İcra vekili heyer reisi ( başbakan) sıfatıyla Lozan’da delegeler kurulu başkanlığında tebrik telgrafı gönderdikten sonra ertesi gün meclis başkanı Ali Fuat Paşa (Cebesoy) ile birlikte, Çankaya köşküne giderek, Mustafa Kemal Paşa ile buluştuk.yemeği orada hep birlikte yedik.Sofrada Latife (Uşaklıgil)Hanımda vardı.Barış sorunları konuşurken, Paşa:
-İsmet (İnönü) de londra’dan yola çıkmış, geliyor, deyince, gülümseyerek:
-Evet öyle… Bende müsaenizle gidiyorum, dedim ve anlattım:
-Lozan’da yazdığı telgraflar ve aldığı durum dolayısiyle, konuştuklarımız belli… Gerçi onun yalnız beni değil, taşlamalarına sizi de, bakan arkadaşları da amaç edindi ve zaman icabı bunu hoş görmemiz gerektiğini söylemiştiniz.Ama, ben ne olursa olsun, bir daha İsmet Paşa ile yüzyüze gelmem ve artık onunla imkanı yok çalışamam.Barış antlaşmasını imzalamış olduğu gibi, bunu uygulama işini de ona bırakmak doğru olur düşüncesindeyim.
Mustafa Kemal paşa şaşırdı.
-Demek onu karşılamaya gelmeyeceksiniz?
-Hayır, dedim.Beni mazur görün, bunca yersiz taşlamalarımdan sonra,artık İsmet paşa ile karşı karşıya gelemem… Yarın Sivas’a seçim bölgeme gidip biraz dinleneceğim.Zaten Meclis’te yok..
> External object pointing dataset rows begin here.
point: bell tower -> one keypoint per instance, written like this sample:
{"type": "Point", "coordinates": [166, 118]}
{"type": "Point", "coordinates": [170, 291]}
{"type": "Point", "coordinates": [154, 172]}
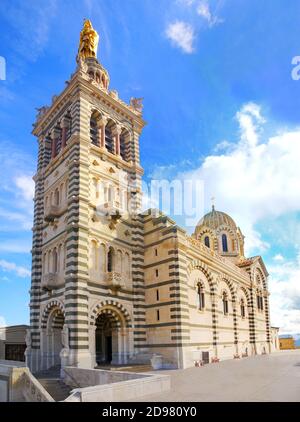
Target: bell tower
{"type": "Point", "coordinates": [86, 237]}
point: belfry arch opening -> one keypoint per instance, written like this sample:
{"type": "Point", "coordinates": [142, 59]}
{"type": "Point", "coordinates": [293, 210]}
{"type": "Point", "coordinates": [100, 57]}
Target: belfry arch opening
{"type": "Point", "coordinates": [111, 338]}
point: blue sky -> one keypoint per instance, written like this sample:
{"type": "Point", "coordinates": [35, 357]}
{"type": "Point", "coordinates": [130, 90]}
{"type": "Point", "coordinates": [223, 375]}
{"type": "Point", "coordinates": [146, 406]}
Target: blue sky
{"type": "Point", "coordinates": [219, 100]}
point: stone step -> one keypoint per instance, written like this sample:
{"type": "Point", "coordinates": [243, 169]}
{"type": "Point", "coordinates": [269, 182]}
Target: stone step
{"type": "Point", "coordinates": [56, 388]}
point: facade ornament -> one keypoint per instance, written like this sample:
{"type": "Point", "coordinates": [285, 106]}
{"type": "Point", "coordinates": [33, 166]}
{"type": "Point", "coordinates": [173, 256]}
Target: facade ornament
{"type": "Point", "coordinates": [65, 337]}
{"type": "Point", "coordinates": [88, 43]}
{"type": "Point", "coordinates": [41, 111]}
{"type": "Point", "coordinates": [28, 339]}
{"type": "Point", "coordinates": [136, 104]}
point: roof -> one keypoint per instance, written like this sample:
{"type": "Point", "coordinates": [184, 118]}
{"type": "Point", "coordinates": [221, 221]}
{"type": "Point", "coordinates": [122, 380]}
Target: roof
{"type": "Point", "coordinates": [215, 219]}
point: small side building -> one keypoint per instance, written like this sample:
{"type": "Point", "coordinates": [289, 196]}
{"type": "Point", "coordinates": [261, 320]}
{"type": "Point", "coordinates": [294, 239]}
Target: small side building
{"type": "Point", "coordinates": [286, 342]}
{"type": "Point", "coordinates": [12, 342]}
{"type": "Point", "coordinates": [274, 339]}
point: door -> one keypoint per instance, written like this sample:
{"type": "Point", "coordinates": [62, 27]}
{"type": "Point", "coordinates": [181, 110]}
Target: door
{"type": "Point", "coordinates": [108, 349]}
{"type": "Point", "coordinates": [205, 357]}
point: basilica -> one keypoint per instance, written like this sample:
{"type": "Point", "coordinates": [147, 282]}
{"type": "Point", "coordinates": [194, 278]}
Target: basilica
{"type": "Point", "coordinates": [112, 284]}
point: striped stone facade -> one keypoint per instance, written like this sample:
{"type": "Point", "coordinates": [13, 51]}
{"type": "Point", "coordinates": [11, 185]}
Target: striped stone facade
{"type": "Point", "coordinates": [113, 284]}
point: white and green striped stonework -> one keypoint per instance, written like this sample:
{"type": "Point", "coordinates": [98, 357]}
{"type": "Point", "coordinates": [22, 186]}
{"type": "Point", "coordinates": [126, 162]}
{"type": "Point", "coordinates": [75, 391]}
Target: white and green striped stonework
{"type": "Point", "coordinates": [111, 284]}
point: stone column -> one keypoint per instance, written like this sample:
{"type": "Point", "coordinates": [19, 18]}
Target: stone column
{"type": "Point", "coordinates": [64, 127]}
{"type": "Point", "coordinates": [54, 136]}
{"type": "Point", "coordinates": [53, 146]}
{"type": "Point", "coordinates": [92, 343]}
{"type": "Point", "coordinates": [49, 349]}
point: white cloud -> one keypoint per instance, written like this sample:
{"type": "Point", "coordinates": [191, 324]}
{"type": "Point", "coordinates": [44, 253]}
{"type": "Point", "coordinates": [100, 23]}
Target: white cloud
{"type": "Point", "coordinates": [203, 10]}
{"type": "Point", "coordinates": [285, 295]}
{"type": "Point", "coordinates": [181, 35]}
{"type": "Point", "coordinates": [254, 179]}
{"type": "Point", "coordinates": [12, 267]}
{"type": "Point", "coordinates": [2, 322]}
Üzüldü ve gayet samimi görünen, yumuşak bir sesle:
-Raufçuğum, dedi, ne söyliyeyim bilmem ki, haklısın… Bu çevre adamı ahlaksız yapıyor.
-Paşam, üzülme, dedim, Bir düzine ahlaklı adamla sen bu memleketi kusursuz yönetirsin.
Bu, Mustaf Kemal Paşa ile son görüşmemiz oldu.Sofradan kalkınca, biraz ayaküstü, fakat artık bu konulara değinmeden, görüştük ve kucaklaşarak vedalaştık.